Lo cual comporta que los economistas deberían contribuir en la generación de una economía que enfrente las tremendas exclusiones actuales, como la pauperización de los niños (60% de los niños de América Latina son pobres), la destrucción de las familias por la pobreza y el desempleo (una de cada cinco en toda América Latina), la marginación de los jóvenes (su tasa de desocupación en esta región duplica el resto); igual que las que derivan de las discriminaciones del género, del maltrato a las edades mayores, a las minorías indígenas, a los discapacitados, a los excluidos...

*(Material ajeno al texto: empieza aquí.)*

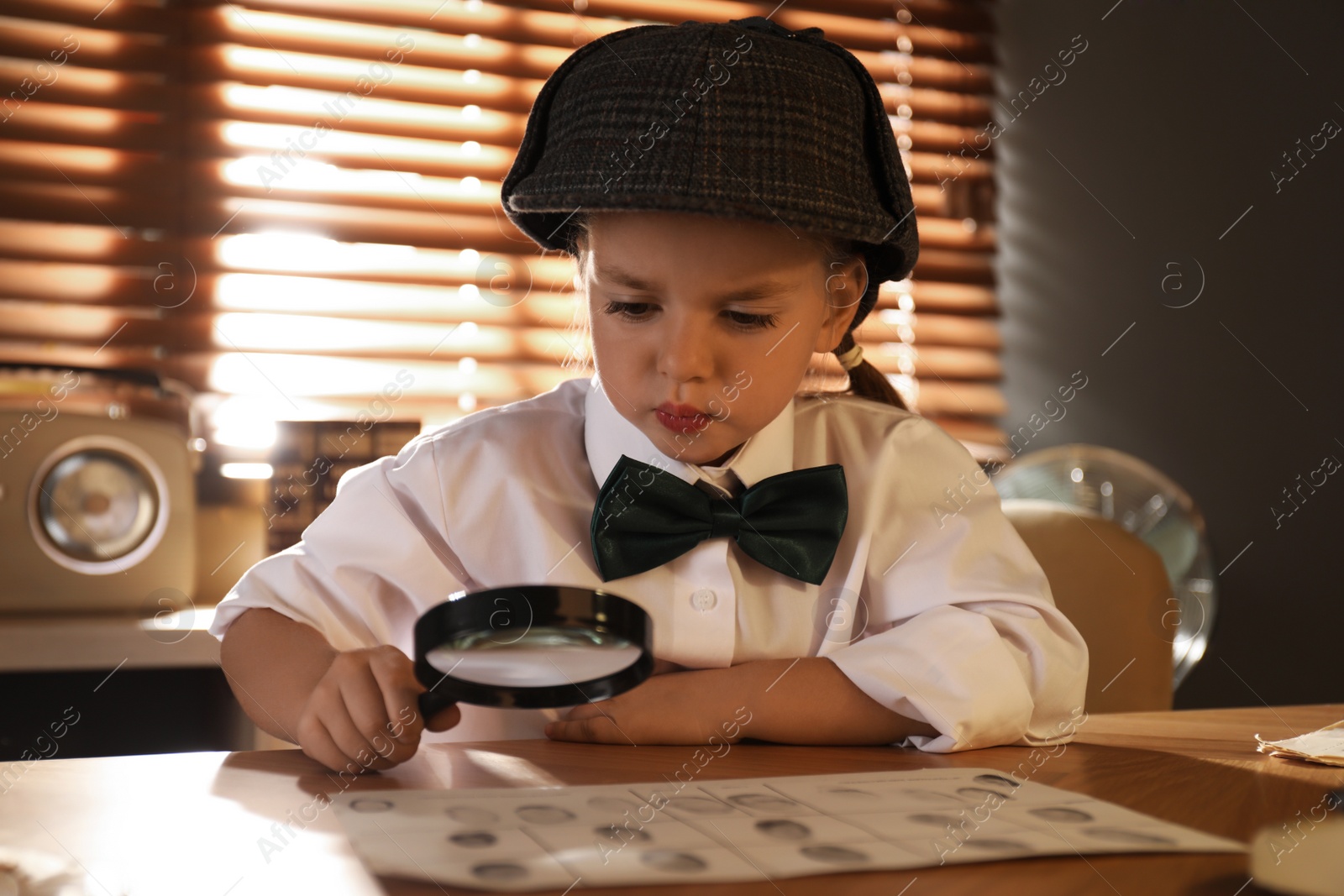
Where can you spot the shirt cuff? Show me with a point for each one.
(949, 668)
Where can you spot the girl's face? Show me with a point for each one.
(703, 327)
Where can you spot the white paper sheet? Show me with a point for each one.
(743, 829)
(1324, 746)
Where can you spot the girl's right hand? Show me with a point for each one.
(363, 714)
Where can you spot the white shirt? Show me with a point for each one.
(942, 616)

Queremos una sociedad de todos, para todos sin exclusión, donde todas las personas tengan su espacio. El empleo es fuente de ciudadanía. El puesto de trabajo es base de la dignidad. Queremos una sociedad distinta de la que heredamos de la vieja cultura industrial. Donde lo productivo no sea el valor dominante, sino lo económico y lo social. La ética ha de volver a la gestión de las empresas, de la economía y de la sociedad. También a los Poderes públicos. En ello la Economía Social tiene muchas cosas que decir, porque ya las hace, porque son sus valores. La Responsabilidad Social, concepto emergente hoy, no es nada más que hacer que las cosas sean como siempre debieron ser.

 



[1] Ver “El fin de la pobreza”, de Jeffrey Sachs, Barcelona, 2005

[2] Bernardo Kliksberg. “El círculo de hierro”

[3] Ver: “Reconsiderando la riqueza, reconsiderando el empleo”, realizad en unión con el Equipo Promocions. Barcelona. 2004.

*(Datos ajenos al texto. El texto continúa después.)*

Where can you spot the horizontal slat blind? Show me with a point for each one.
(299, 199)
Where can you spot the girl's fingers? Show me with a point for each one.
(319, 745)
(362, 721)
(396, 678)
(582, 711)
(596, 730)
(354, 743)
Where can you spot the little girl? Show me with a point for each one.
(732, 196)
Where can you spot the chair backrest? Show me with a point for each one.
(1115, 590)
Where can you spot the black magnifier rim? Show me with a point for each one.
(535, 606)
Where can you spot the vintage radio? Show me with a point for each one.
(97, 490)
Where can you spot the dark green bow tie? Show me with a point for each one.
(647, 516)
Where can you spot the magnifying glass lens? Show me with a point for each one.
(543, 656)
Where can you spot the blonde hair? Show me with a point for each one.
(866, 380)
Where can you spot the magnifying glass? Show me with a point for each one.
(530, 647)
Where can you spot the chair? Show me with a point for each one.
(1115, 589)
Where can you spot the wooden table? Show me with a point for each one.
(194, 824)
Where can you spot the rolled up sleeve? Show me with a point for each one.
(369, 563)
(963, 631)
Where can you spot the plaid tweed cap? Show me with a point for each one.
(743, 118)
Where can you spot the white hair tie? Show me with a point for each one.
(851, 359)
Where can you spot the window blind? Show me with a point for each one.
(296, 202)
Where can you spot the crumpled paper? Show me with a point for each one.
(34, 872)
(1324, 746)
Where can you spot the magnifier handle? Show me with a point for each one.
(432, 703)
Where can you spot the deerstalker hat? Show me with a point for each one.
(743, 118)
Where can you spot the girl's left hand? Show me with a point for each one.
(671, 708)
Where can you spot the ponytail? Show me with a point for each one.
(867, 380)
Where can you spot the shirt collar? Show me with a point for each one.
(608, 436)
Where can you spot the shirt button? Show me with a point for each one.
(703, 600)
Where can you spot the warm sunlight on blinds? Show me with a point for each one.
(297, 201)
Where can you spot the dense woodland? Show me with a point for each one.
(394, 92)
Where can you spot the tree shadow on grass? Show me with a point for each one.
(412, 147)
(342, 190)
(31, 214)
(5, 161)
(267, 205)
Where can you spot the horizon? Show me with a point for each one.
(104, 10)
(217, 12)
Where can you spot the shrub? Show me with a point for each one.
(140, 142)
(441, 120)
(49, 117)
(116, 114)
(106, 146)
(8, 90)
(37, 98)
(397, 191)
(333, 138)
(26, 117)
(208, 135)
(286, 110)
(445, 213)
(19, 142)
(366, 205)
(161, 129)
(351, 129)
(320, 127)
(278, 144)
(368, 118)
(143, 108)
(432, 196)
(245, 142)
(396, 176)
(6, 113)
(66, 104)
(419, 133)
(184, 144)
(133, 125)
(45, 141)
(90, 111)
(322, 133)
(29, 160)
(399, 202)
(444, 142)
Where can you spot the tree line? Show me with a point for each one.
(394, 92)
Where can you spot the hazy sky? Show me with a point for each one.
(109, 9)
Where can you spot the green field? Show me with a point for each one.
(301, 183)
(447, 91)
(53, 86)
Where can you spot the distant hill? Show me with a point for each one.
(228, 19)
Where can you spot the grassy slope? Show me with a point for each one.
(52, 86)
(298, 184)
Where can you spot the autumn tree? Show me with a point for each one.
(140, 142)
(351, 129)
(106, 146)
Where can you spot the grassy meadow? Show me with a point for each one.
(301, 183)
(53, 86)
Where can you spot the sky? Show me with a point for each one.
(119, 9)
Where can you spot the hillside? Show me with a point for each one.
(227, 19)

[4] Evaluación del quinto programa comunitario de política y acción en materia medioambiental, 1999, documento de la Comisión.

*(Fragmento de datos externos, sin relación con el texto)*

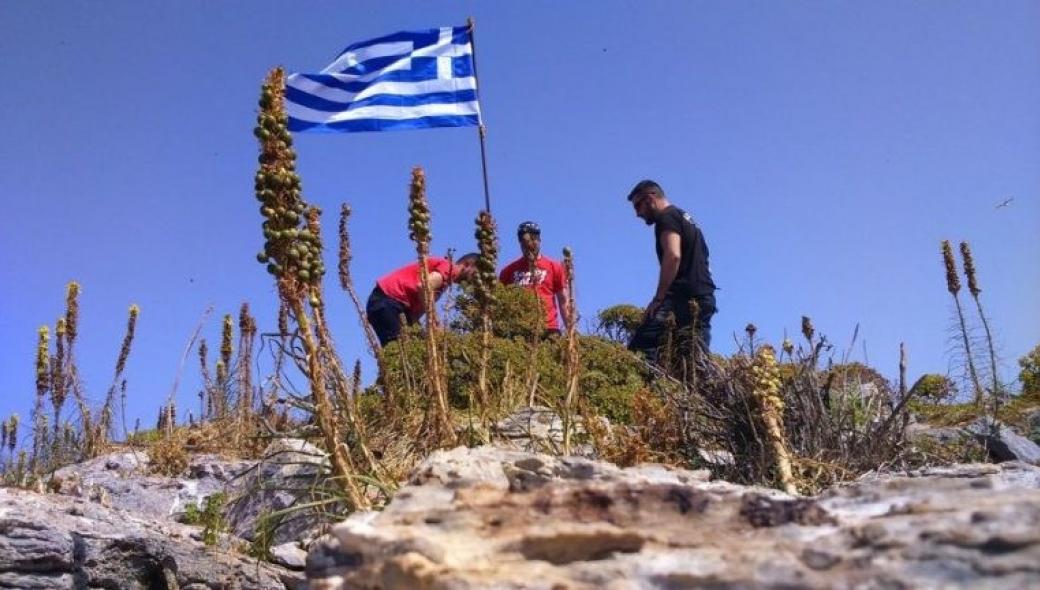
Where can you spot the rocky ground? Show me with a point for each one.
(490, 518)
(511, 518)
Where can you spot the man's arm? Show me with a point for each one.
(436, 282)
(671, 247)
(563, 301)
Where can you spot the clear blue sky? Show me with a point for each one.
(825, 148)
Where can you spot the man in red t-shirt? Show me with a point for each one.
(548, 279)
(400, 292)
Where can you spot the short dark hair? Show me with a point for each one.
(645, 185)
(471, 257)
(528, 227)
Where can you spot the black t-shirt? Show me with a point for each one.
(694, 277)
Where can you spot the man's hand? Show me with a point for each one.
(652, 308)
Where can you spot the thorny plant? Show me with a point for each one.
(755, 417)
(58, 439)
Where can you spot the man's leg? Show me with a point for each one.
(384, 314)
(706, 309)
(648, 336)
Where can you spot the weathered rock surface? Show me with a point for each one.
(278, 482)
(53, 542)
(488, 518)
(283, 480)
(1003, 442)
(121, 480)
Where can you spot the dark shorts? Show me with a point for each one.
(650, 335)
(385, 315)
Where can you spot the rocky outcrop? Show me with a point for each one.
(283, 480)
(49, 541)
(122, 480)
(1003, 442)
(492, 518)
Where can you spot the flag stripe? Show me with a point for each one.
(384, 125)
(312, 102)
(388, 112)
(406, 80)
(389, 87)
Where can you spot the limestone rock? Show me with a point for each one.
(283, 479)
(53, 542)
(492, 518)
(1003, 442)
(122, 480)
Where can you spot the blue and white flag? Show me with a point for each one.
(406, 80)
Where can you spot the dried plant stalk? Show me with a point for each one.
(954, 286)
(573, 358)
(969, 272)
(419, 232)
(293, 257)
(767, 392)
(485, 283)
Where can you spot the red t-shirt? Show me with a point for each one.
(549, 280)
(405, 284)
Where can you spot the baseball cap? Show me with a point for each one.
(528, 227)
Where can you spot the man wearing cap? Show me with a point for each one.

[5] Dictámen del Comité Económico y Social Europeo sobre “La diversificación económica en los países adherentes. Función de las Pyme y de las empresas de la economía social”. Bruselas, 1 de abril de 2004.

[6] Son empresas de diversas figuras jurídicas (su eje constitutivo son las cooperativas, pero también integran a las mutualidades, las fundaciones, especialmente las que comprenden objetivos sociales, del mismo modo que a determinadas asociaciones). En España se integran también en este concepto a las sociedades laborales (ver declaración del Comité Europeo Permanente de Cooperativas, Mutualidades, Asociaciones y Fundaciones -CEP,CMAF)

[7] Existen figuras jurídicas especializadas en la inclusión laboral. En España estas son “las empresas de insersión”, dirigidas a crear empleo que pueda aportar elementos de integración para personas que el mercado laboral no emplearía –personas inempleables-, como son los exdrogadictos, exalcohólicos, expresidiarios (superados sus problemas de dependencia no son admitidos por el mercado laboral). También están los Centros Especiales de Empleo, especializados en insertar laboralmente a personas con discapacidad, tanto física, como sensorial o intelectual. En Europa estas empresas son las cooperativas de iniciativa social, también existentes en España. La Ley de Cooperativas Española (27/1999, de 16 de julio. Las define como “aquellas… que, sin ánimo de lucro y con independencia de su clase jurídica, tienen por objeto social… el desarrollo de cualquier actividad económica que tenga por finalidad la integración laboral de personas que sufran cualquier clase de exclusión social”.

[8] Ver “El malestar de la globalización”. Joseph Stiglitz. Taurus.